Dilution refrigerators cost $500,000 to $2.5 million, Cassin said. The customers are big — academic institutions, government labs, or quantum computing companies — and the sales cycle is long. But a federal contract makes it a lot easier to go to the bank for the kinds of resources the company needs to keep growing.

"We are hiring, we are selling, and we are growing," Cassin said. "And we're building systems," added chief technical officer John P. Davis, who co-founded the company in 2017 at the University of Alberta and spun it out into its own space in 2021.

Davis, a physicist who has been studying the effects of ultra-low temperatures for decades, caught the entrepreneurial bug as he noticed that more and more of his students were entering industry instead of academia. "I started diving deeper and deeper into entrepreneurship ... to better help train my graduate students for their future careers," he said.

Grant applications tended to ask how his research would diversify the economy or otherwise benefit Alberta.

"I took that question very seriously," he said. "I started asking myself, how could we turn what we do in the lab into a business? What we decided was it wasn't really the research we do that we could commercialize. But it was the tools we use to do our research that we could commercialize."

Christopher Cassin and John P. Davis smile beside a furnace-sized box attached to a stand with pipes feeding into a cylinder

CEO Christopher Cassin and CTO John P. Davis of Zero Point Cryogenics have been awarded a contract to build a dilution refrigerator for testing by the National Research Council.
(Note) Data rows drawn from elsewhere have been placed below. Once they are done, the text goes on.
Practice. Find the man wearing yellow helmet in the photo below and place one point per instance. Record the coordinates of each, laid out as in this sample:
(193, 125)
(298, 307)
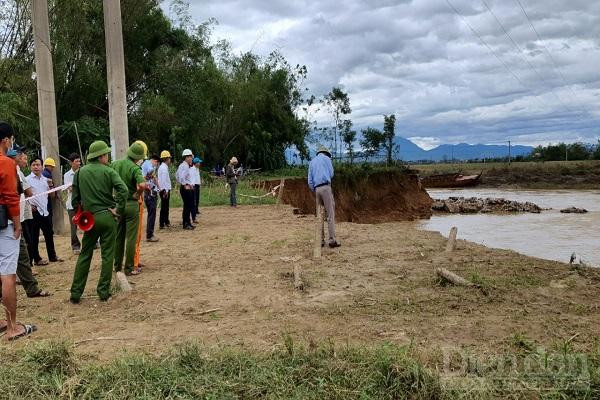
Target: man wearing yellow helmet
(138, 241)
(131, 173)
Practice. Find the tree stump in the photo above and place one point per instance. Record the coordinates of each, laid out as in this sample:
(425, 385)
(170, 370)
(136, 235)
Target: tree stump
(298, 278)
(451, 244)
(122, 282)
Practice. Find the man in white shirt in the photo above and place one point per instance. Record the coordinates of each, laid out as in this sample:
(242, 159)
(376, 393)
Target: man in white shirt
(186, 189)
(24, 272)
(41, 216)
(149, 171)
(164, 188)
(75, 161)
(197, 181)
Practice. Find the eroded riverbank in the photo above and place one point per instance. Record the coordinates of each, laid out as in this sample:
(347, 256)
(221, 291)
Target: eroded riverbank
(550, 234)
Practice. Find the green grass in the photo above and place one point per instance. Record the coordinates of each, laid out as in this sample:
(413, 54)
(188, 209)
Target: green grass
(52, 370)
(214, 193)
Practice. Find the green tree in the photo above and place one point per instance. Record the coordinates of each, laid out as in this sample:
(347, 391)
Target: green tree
(348, 136)
(371, 141)
(339, 105)
(389, 131)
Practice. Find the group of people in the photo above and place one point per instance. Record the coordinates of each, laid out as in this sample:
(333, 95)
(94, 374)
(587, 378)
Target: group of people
(115, 194)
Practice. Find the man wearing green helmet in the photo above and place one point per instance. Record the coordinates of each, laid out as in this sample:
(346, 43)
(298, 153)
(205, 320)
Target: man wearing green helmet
(93, 188)
(127, 232)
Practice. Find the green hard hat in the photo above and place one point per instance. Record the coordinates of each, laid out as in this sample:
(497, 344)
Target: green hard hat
(323, 149)
(136, 151)
(97, 149)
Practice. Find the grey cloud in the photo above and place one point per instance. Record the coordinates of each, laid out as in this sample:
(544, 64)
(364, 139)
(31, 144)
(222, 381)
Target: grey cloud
(419, 59)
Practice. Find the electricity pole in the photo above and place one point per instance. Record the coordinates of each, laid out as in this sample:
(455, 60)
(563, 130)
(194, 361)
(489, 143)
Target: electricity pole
(47, 102)
(115, 71)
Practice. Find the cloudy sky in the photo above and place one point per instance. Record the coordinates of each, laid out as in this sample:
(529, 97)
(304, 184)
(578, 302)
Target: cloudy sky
(474, 71)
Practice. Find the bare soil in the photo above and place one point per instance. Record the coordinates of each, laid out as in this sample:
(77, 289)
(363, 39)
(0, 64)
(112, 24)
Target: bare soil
(378, 287)
(383, 197)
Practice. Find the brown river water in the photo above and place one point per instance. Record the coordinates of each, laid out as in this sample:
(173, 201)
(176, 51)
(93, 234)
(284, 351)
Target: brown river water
(549, 235)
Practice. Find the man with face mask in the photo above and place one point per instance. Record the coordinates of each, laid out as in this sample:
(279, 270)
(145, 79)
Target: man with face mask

Their company manufactures the devices in south Edmonton. (Zero Point Cryogenics/Facebook)

A dilution refrigerator is essential to quantum research because it's the thing that removes thermal energy, which changes what goes on at the subatomic level.

"You'll attach your quantum processor to a dilution refrigerator to cool it down and to access these low temperatures and allow, for example, for interesting properties like superconductivity, the flow of electrons without resistance, which is critical for a lot of architectures of quantum computers," Davis said.

Notwithstanding the company's name, its refrigerators are actually cryogen-free — that is, they don't use the kind of liquid coolants you might be familiar with from science experiments or fancy cocktails. "Instead, we make dry fridges, or cryogen-free fridges," Davis said. "It'll still allow you to access these ultra-low temperatures, but without any of that hassle. You just plug it in, and you hit go, and it runs."

Providing hassle-free equipment to researchers is a big part of Zero Point's value proposition. Another selling point is that it is Canada's only manufacturer of dilution refrigerators, with most of its competitors in Europe and a big part of its market in the United States, where trade agreements should offer an advantage.

Quantum computing itself is still nascent, but governments are bullish on the possibilities, as seen in projects like Quantum City in Alberta and the federal government's investment of $360 million to launch a National Quantum Strategy. One of its first applications will likely be in cryptography, which makes a secure supply chain important and increases the value of a made-in-Canada solution, Davis said.

Zero Point decided to make as many of its components as possible, dedicating half of its facility at 9773 45 Ave. to a machine shop. That makes it easier to build custom fridges, iterate quickly, and ensure security. It also creates jobs for the kinds of machinists and technicians that NAIT trains as well as the physicists emerging from the U of A.

"It was an expensive decision to build our own machine shop, but I think the right decision in the end," Davis said.

Learn more about how the Zero Point Cryogenics team came together and what's next for their company in the Sept. 29 episode of Bloom, the podcast about innovation in Edmonton.

Correction: This story has been updated to reflect that the dilution refrigerator will be tested by the National Research Council but was funded by the Innovative Solutions Canada Testing Stream program.